Alabama is in critical condition when it comes to having enough doctors to serve the population. Marshall Medical Centers is doing its part to alleviate the problem by opening its hospitals to train medical students starting next week.
“By offering our hospitals as training grounds for future doctors, we are doing our part to address the shortage of physicians,” said Gary Gore, CEO of Marshall Medical Centers.
Only 28 of Alabama’s 67 counties have an adequate number of physicians to serve their populations, according to the 2015 Community Health Assessment released by the Alabama Department of Public Health.
Three students from the Alabama College of Osteopathic Medicine in Dothan will begin a clerkship at MMC July 27. The third- and fourth-year students will benefit from studying under and working alongside actual doctors while they are treating real patients. Another goal of participating as a training site is that some of the students will like what they see enough to eventually return to Marshall County to practice.
“This clerkship program gives students a chance to do a portion of their training close to home and allows them to become familiar with our facilities and our community,” Gore said. “At the same time, our staff members will have the opportunity to begin building relationships with physicians who may want to practice here when they finish their training.”
One person who knows exactly what that’s like is Dr. Lance Justice, of Medical Centers OB/GYN, who is MMC’s coordinator for the training program.
“It seems like yesterday that I was a medical student rotating for a month at Marshall Medical Centers,” he said. “One of the many reasons that I chose Marshall County to practice medicine was the love I felt from the community, as well as the knowledgeable medical staff and state-of-the-art facilities.”
Justice praised the efforts of the college and the hospitals working together to improve the availability of medical care to all residents.
“The affiliation agreement with ACOM is a win-win situation not only for the students but also for our community,” he said. “We have a very knowledgeable medical staff that loves to teach. The students will get a superb educational experience, and it will be a great opportunity for the community to get to know these students.
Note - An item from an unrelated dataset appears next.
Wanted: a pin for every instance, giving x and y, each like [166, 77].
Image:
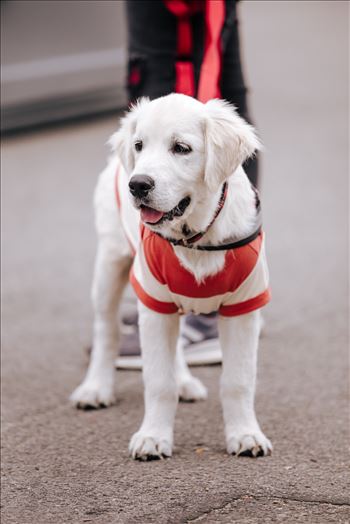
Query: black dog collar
[189, 242]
I feel confident that once these students come to our community and our hospital system they will return here to practice once they complete their training.”
Sarah Senn, Director of Communications for ACOM, said each student is assigned to Marshall Medical Centers for two years where they will complete eight core clinical rotations.
“Additionally, they will have selective and elective rotations to enhance their clinical experiences,” she said.
This is the first time for such a clerkship at MMC, Justice said. The hospitals frequently have nursing students, but it’s a new requirement to have medical students shadowing doctors for all of their core rotations.
ACOM is a four-year, comprehensive osteopathic medical school located in Dothan, Alabama. The private, non-profit college was founded in 2010 to help address the primary care physician shortage in Alabama. ACOM is the third medical school in Alabama and the first osteopathic medical school in the state.
ACOM students spend the first two years of medical school on the college’s campus before moving to a core clerkship site for third and fourth year. During the third year, students will train in six core disciplines – internal medicine, family medicine, OBGYN, general surgery, pediatrics and behavioral medicine – followed by an emergency medicine clerkship during the fourth year.
In addition to Marshall Medical Centers, ACOM has core sites for student medical training throughout Alabama and the Florida panhandle in the following locations: Anniston, Birmingham, Brewton, Centreville, Decatur, Dothan, Florence, Gadsden, Huntsville, Mobile, Montgomery, Sheffield, Sylacauga, Tallahassee and Troy.